(See Full Press Statement by the Office of the Leader of the Opposition – 09-08-2024) For any government to be taken seriously when it talks about its economic policy, it must at minimum know the unemployment and inflation rates. Policymakers, central bankers, international agencies, and the media monitor these key data points closely, to help evaluate the health of an economy, the effectiveness of economic policymaking, and the well-being of people.
However, the PPP operates in its own world. It does not calculate, let alone publish, official unemployment figures, and its inflation numbers are highly suspect. Even now, the government clings to pronouncements about 2% inflation in 2023 (which means it believes prices did not change significantly all last year), whereas the IMF and US government numbers for Guyana (of 4.5% and 6.6% respectively) are far higher.
When therefore the President said recently that the PPP had done “a lot” to cushion the cost of living, he was talking purely about input measures (how much money the government spent) but was completely ignorant of whether those expenditures had any impact on the unemployment and inflation rates (the so-called Misery Index). The PPP does not care to know if these rates keep increasing. Its only concern is to try to mislead the Guyanese public that cost of living is under control because the government has spent so much money here and there. But, as we said at a previous press conference, the President and his Vice President should sit in the kitchens of ordinary Guyanese families to face the harsh realities.
The government tries to confuse the Guyanese people in another way. Even if we assume inflation has been tamed, it still means that the cost of living remains high from previous spikes in inflation since 2020. Moreover, if income levels have effectively stagnated, as they have since 2020, then Guyanese will still struggle to make ends meet, as they are today.

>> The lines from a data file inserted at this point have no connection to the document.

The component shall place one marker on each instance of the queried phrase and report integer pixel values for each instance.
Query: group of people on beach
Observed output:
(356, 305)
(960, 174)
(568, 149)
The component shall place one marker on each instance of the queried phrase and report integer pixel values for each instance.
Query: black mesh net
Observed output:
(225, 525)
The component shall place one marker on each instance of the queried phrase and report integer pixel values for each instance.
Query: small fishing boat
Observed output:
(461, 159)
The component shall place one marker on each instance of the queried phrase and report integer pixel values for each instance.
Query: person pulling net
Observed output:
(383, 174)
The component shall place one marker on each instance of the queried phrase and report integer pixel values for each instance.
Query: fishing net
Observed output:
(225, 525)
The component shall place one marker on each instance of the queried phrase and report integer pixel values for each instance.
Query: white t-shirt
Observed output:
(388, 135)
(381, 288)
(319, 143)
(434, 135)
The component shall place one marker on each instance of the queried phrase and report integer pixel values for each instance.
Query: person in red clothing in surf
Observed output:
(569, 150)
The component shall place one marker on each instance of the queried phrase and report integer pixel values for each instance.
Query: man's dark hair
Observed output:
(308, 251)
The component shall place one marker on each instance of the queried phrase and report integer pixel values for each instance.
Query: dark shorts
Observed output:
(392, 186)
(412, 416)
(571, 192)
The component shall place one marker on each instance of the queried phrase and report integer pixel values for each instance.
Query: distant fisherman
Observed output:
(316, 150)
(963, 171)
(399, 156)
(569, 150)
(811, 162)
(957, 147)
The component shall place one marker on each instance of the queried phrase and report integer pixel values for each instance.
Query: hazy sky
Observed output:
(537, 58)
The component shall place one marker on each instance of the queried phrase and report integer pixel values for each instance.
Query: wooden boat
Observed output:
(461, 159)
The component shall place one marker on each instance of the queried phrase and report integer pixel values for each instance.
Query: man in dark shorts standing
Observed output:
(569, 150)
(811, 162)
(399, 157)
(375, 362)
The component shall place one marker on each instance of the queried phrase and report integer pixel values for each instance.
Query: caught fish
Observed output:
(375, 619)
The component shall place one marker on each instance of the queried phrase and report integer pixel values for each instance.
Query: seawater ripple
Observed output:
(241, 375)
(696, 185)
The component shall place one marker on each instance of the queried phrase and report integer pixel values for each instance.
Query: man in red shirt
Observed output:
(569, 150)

On the question of the country’s non-existent unemployment figures, the government is unable to determine what effect its spending is having on Guyanese’s access to an income. If money is being spent but it’s not generating jobs that Guyanese can fill, then clearly they will not be able to weather this cost of living crisis. The large expenditure on infrastructure, for instance, is not creating a proportional number of jobs across the country because, as admitted by Vice President Jadgeo, a lot of contracts are going only to a small network of friends, families and favorites. The multiple delayed school rebuilding projects, from Linden to Georgetown, road works like Cemetery Road, Conversation Tree and Thomas Lands and pump contracts where little to no work has been done also compound the unemployment situation as workers are often sent home by contractors.
President Ali does not know the effect of his government’s policies, and he and his propaganda cannot change that reality. Only totalitarian regimes, regimes that seek to manipulate and control the public, hide unemployment and inflation numbers. We must not let the PPP get away with normalizing governance that is anything but normal. Factual inflation numbers must return to government statements and publications and regular monitoring of the unemployment rate must resume. What is happening in Guyana is bizarre, and only a kleptocratic government would be comfortable driving the Guyanese economy on with no idea where it is heading.